The UC’s compensation database does not provide specific information about the other pay faculty members receive. The share of compensation coming from the category varied across faculty groups.
Lecturers received other pay that was 7-10% of their total pay. Adjunct professors received other pay that was 11-14% of their total pay. Nontenure professors received other pay that was about 16-18% of their total pay. Tenured professors received other pay that was 19-21% of their total pay. Other academic faculty received other pay that was 29-32% of their total pay.
Nearly 70% of teaching faculty receive some form of other pay.
But for many early career academics, compensation remains only one factor shaping where they choose to work.
Kent Vashaw, a Hedrick Math Fellow in UCLA’s mathematics department, said postdoctoral and fellowship positions are often viewed less as long-term jobs and more as stepping stones toward future tenure-track careers.
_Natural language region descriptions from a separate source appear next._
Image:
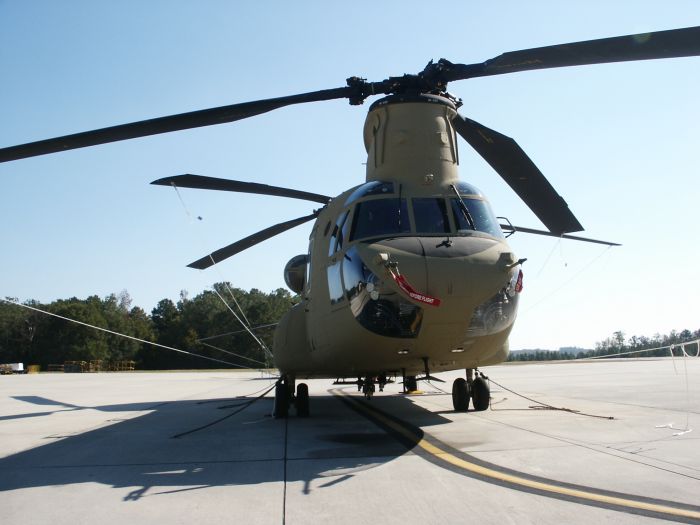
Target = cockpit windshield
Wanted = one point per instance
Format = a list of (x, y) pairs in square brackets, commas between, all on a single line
[(383, 216), (481, 214), (379, 217), (431, 215)]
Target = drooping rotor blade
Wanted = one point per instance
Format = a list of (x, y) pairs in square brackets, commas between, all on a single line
[(512, 163), (511, 228), (193, 119), (238, 246), (673, 43), (211, 183)]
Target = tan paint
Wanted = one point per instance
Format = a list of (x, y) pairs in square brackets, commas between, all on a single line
[(414, 145)]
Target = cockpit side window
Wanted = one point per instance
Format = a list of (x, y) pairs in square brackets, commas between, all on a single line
[(480, 211), (374, 218), (336, 241), (430, 215)]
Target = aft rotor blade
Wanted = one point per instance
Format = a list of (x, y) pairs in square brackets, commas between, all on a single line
[(673, 43), (512, 163), (193, 119), (212, 183), (238, 246), (510, 228)]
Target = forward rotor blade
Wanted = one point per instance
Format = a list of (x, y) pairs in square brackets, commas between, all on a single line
[(193, 119), (510, 228), (673, 43), (512, 163), (238, 246), (212, 183)]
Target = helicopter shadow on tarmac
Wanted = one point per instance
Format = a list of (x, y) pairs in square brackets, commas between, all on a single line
[(140, 455)]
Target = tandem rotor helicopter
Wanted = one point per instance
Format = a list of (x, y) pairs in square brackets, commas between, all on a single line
[(408, 273)]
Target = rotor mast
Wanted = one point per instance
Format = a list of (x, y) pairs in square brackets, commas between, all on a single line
[(410, 139)]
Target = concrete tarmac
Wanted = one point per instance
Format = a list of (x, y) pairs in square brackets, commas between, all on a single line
[(100, 448)]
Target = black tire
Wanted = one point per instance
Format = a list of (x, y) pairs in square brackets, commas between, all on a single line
[(460, 395), (302, 401), (281, 407), (411, 384), (481, 394)]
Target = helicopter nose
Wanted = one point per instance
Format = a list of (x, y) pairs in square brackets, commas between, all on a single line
[(459, 272)]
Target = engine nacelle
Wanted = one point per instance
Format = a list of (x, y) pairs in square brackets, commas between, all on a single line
[(295, 272)]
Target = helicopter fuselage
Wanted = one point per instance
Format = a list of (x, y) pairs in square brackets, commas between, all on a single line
[(407, 272)]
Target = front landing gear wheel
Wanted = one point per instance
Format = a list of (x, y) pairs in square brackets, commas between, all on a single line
[(410, 384), (460, 395), (481, 394), (302, 400), (281, 400)]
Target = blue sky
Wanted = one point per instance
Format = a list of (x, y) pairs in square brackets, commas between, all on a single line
[(618, 141)]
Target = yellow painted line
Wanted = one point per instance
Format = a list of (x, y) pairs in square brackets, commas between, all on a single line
[(517, 480)]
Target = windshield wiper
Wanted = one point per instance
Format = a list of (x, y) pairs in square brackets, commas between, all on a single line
[(464, 208)]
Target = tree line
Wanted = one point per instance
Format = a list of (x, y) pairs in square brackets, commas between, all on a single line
[(194, 325), (205, 326), (618, 343)]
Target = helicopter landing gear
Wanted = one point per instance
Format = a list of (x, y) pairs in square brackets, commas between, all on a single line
[(480, 390), (410, 384), (368, 387), (382, 381), (282, 399), (460, 395), (301, 401)]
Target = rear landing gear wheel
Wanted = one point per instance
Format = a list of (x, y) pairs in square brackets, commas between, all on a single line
[(410, 383), (302, 400), (460, 395), (481, 394), (281, 400), (368, 388)]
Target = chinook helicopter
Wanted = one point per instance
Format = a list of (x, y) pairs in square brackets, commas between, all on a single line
[(410, 272)]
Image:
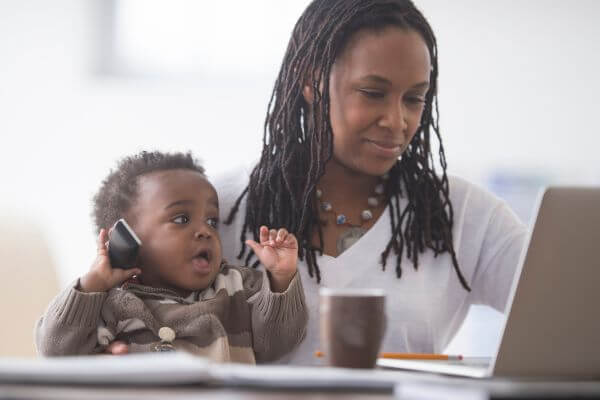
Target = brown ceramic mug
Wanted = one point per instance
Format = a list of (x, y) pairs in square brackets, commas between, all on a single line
[(352, 323)]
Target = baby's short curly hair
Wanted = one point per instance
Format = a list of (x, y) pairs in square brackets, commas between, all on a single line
[(118, 191)]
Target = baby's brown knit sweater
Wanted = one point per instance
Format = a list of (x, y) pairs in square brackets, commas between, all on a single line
[(238, 318)]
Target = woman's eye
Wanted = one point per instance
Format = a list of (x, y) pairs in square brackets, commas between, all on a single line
[(372, 94), (415, 100), (181, 219)]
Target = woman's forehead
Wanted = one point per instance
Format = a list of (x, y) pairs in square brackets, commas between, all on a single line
[(391, 52)]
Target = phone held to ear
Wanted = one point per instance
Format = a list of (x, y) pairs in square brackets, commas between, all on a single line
[(123, 245)]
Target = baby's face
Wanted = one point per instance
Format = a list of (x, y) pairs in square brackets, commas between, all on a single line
[(175, 216)]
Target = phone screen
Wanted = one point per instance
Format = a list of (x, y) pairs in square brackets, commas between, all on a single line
[(123, 245)]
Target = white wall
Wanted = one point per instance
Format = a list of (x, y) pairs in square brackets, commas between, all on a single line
[(518, 93)]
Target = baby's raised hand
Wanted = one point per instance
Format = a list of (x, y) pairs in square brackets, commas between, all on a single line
[(278, 252), (102, 276)]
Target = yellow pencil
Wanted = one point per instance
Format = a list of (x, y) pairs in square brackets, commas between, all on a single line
[(410, 356)]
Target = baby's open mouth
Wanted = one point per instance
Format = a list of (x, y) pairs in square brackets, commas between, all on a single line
[(203, 254)]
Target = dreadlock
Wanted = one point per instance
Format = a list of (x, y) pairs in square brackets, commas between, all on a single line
[(297, 144)]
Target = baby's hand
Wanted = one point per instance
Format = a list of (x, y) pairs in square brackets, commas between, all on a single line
[(278, 252), (102, 276)]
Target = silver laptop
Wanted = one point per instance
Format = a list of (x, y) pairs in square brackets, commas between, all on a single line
[(553, 324)]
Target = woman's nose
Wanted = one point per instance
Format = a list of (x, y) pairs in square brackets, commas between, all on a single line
[(394, 117)]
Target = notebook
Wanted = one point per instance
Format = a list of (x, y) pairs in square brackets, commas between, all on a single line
[(553, 324)]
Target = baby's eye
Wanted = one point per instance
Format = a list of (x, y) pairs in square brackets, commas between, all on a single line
[(181, 219), (212, 222)]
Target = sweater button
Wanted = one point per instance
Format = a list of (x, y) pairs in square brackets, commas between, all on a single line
[(167, 336)]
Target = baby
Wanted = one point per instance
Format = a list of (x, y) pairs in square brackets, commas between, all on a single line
[(182, 295)]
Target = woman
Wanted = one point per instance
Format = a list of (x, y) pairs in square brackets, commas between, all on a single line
[(347, 166)]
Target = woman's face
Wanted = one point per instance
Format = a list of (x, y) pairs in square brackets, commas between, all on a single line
[(377, 95)]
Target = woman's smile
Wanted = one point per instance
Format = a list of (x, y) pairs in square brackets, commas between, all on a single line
[(383, 148)]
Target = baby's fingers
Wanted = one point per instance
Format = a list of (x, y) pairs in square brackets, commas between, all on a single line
[(272, 236), (281, 235), (125, 274), (263, 234), (253, 245), (290, 241)]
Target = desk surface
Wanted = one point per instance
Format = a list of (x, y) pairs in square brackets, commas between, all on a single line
[(51, 392)]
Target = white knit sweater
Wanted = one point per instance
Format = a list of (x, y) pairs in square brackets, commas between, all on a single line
[(425, 307)]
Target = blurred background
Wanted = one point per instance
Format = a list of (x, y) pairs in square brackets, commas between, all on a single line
[(85, 82)]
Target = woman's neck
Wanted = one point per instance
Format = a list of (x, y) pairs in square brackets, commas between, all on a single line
[(346, 183)]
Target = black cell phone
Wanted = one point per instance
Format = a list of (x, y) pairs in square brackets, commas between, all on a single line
[(123, 245)]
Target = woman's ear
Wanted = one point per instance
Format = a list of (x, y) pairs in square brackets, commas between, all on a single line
[(308, 93)]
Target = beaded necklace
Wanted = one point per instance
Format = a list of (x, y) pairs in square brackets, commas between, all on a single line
[(355, 231)]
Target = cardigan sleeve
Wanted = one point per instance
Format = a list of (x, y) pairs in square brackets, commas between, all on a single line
[(69, 325), (278, 319)]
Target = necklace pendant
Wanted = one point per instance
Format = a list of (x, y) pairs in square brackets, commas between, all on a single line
[(348, 238), (366, 215)]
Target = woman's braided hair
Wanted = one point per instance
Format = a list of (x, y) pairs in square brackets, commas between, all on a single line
[(298, 143)]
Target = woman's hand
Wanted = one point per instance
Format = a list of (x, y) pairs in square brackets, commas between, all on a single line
[(102, 276), (278, 252)]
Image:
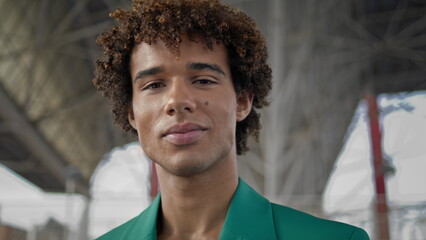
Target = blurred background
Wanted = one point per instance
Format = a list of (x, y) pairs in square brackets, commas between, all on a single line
[(344, 137)]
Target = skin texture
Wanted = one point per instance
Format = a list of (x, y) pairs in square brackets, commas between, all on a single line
[(197, 169), (208, 22)]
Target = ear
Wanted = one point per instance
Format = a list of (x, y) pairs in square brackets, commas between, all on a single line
[(244, 104), (131, 116)]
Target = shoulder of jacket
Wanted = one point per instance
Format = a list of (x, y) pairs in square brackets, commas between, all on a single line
[(301, 225), (119, 232)]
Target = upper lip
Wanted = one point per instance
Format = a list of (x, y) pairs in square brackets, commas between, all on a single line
[(183, 128)]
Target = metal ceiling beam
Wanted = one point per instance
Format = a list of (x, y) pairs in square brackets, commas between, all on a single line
[(27, 133)]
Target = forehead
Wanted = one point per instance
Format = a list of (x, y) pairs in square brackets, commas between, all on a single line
[(150, 55)]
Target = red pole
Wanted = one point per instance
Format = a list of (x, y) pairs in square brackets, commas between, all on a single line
[(381, 202), (154, 180)]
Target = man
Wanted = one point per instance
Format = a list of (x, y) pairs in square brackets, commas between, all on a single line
[(187, 77)]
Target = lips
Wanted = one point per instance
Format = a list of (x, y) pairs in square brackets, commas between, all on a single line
[(184, 134)]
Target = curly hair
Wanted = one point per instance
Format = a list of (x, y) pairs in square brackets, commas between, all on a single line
[(202, 21)]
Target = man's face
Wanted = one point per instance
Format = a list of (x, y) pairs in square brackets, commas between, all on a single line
[(185, 108)]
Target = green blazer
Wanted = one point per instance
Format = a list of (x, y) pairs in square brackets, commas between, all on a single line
[(250, 217)]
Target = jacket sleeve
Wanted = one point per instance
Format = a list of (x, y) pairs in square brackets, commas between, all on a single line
[(359, 234)]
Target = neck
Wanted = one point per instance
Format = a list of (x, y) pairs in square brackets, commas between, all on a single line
[(195, 207)]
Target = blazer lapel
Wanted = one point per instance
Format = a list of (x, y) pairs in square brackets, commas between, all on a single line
[(145, 227), (249, 216)]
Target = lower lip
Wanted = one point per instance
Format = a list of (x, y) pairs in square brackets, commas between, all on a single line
[(184, 138)]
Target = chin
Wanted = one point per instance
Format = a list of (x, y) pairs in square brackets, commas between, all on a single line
[(186, 169)]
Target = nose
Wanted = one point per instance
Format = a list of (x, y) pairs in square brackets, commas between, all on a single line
[(179, 99)]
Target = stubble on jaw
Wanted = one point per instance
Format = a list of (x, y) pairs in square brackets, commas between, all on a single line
[(194, 167)]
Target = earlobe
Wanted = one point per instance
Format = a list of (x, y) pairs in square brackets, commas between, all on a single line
[(244, 105), (131, 117)]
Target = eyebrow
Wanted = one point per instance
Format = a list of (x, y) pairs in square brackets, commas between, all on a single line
[(202, 66), (149, 72)]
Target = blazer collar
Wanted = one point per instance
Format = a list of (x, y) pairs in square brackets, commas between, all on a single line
[(249, 217), (145, 227)]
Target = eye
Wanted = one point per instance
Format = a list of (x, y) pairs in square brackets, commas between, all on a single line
[(153, 85), (204, 81)]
Vashaw, a mathematics postdoctoral student, said he chose UCLA largely because of its research environment and the opportunity to prepare for tenure-track positions.
“The point of doing a postdoc or doing a math fellow-type position is, typically as a recent Ph.D. graduate, building up your research program,” Vashaw said.
While salary still matters – particularly in a city with a high cost of living – Vashaw said he believes long-term career growth and research opportunities often outweigh compensation differences between universities.
“When I’m considering different places, I’m definitely not looking at them and saying which one is offering the most money,” Vashaw said. “I’m saying, ‘Out of the ones offering a salary that I could live off of, which place is going to be the best for my long-term career?’”
About the data:
The data used in this analysis comes from the University of California’s publicly available Annual Wage database, which reports payroll and compensation information for UC employees across campuses and appointment types. Salary figures analyzed in this article include gross pay and additional compensation categories reported by the UC Office of the President.